Jeder trägt auf seine Weise dazu bei – und zusammen entsteht etwas Großes.
Jinmeng
Highlight-Moment: Unser großer Auftritt mit dem deutschen Team
In diesen zwei Wochen war der wohl unvergesslichste Moment der gemeinsame Einmarsch mit dem deutschen Team bei der Eröffnungsfeier. Als Volunteers der Gastgeber-Delegation durften wir nicht nur an dieser beeindruckenden Zeremonie teilnehmen, sondern hatten auch die Ehre, gemeinsam mit der deutschen Mannschaft den Schlussakkord zu setzen.
Als wir das Spielfeld betraten, erfüllten tosender Applaus und Jubelrufe aus den Zuschauendenreihen die Halle – in diesem Augenblick spürte ich eine Welle von Aufregung und Stolz, wie ich sie nie zuvor erlebt hatte.

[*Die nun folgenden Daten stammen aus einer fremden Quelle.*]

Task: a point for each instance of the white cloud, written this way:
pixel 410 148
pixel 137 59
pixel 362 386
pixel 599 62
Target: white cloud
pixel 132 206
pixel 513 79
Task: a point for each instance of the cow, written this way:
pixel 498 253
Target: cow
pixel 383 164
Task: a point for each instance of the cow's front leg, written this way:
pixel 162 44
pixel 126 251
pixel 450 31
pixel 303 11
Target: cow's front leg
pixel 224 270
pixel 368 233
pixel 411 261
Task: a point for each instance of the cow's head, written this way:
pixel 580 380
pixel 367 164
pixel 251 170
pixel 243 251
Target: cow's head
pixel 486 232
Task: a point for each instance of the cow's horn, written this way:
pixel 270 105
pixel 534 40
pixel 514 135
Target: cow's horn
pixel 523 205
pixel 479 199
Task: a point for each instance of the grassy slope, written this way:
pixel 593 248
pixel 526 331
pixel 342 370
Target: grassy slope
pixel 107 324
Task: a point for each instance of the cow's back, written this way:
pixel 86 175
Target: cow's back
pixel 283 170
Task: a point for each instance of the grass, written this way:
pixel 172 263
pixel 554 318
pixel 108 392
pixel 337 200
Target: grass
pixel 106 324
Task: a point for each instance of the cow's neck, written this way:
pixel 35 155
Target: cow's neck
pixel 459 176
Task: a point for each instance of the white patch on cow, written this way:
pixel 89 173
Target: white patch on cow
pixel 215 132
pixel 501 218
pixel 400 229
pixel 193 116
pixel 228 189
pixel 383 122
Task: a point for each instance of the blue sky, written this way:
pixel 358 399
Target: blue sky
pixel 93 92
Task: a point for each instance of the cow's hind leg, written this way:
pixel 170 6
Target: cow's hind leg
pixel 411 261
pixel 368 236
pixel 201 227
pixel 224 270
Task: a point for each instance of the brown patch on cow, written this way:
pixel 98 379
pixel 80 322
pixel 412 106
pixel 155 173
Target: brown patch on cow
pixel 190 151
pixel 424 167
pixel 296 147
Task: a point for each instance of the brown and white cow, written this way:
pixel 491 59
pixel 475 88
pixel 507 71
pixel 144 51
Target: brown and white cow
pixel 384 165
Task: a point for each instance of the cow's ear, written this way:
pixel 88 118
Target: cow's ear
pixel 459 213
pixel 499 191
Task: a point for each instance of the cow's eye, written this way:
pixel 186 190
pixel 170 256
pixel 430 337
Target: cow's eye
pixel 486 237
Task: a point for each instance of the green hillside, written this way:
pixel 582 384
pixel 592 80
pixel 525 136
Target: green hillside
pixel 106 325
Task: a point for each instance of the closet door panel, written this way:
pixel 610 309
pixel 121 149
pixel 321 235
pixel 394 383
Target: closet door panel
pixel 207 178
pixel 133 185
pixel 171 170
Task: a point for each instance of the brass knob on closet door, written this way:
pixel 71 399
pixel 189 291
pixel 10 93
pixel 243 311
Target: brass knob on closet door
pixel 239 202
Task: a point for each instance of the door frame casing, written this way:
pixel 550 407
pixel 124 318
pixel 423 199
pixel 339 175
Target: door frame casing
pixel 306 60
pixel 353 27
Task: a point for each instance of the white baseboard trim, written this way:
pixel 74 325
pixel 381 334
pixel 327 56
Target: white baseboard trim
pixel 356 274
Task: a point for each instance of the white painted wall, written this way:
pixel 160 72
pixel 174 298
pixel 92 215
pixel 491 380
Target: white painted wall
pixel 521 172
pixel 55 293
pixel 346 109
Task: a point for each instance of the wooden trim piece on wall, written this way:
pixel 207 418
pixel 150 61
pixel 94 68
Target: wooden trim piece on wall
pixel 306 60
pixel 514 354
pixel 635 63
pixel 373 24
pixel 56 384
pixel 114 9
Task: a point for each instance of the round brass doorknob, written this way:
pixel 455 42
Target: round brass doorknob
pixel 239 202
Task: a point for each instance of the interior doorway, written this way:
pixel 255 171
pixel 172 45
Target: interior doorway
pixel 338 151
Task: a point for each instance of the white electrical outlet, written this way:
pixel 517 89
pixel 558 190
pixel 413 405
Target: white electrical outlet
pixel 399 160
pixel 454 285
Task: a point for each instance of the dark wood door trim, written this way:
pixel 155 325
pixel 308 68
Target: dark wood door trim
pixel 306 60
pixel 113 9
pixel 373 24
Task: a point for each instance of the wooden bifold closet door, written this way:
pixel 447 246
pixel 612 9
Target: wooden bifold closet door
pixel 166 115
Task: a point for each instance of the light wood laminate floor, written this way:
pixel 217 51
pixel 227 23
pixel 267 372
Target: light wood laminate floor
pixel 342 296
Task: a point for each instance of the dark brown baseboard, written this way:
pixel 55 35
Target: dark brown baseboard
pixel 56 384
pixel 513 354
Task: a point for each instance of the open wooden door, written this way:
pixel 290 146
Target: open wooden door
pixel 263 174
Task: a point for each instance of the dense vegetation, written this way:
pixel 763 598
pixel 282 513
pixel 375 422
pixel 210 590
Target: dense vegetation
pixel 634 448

Dieses Gefühl gehörte nicht nur mir allein, sondern jedem Moment, den wir zusammen erlebt haben. Es war eine Wertschätzung dieser besonderen Zeit und eine Ehrung des gemeinsamen Einsatzes, der Leidenschaft und des weltweiten Sportsgeistes, der uns alle verbindet.
Was bleibt, sind die Verbindungen zwischen Menschen
Meine Zeit als Volunteer bei den FISU hat mir nicht nur die Faszination des Sports hautnah gezeigt, sondern auch den wärmsten und kraftvollsten Abschluss meines Masterstudiums beschert. Ich habe eine lebendige, echte Welt erlebt – ein riesiges, präzise arbeitendes Uhrwerk aus unzähligen stillen Helfer:innen, voller Energie und Leben.
Durch dieses internationale Großereignis habe ich Deutschland und die Region Rhein und Ruhr noch einmal ganz neu kennengelernt. Ich durfte spüren, wie viel sorgfältige Planung und menschliche Fürsorge hinter so einer Veranstaltung stecken – jedes Detail, jede Anstrengung ist das Ergebnis von Herzblut und großen Träumen.
Das Kostbarste aber sind die Freundschaften, die ich hier geschlossen habe. Wir kommen aus unterschiedlichen Ländern, haben ganz verschiedene Geschichten, doch in dieser besonderen Zeit sind wir eng miteinander verbunden. Vielleicht treffen wir uns eines Tages wieder – auf den Straßen Deutschlands, in einem Café in den Niederlanden, in einer Stadt in China oder irgendwo ganz weit weg auf der Welt.
Egal wo wir sind, ich freue mich schon jetzt auf den Moment, wenn wir mit all diesen wertvollen Erinnerungen wieder zusammenkommen. Möge jedes Wiedersehen das Licht von heute in sich tragen.
Möge jedes Wiedersehen das Licht von heute in sich tragen.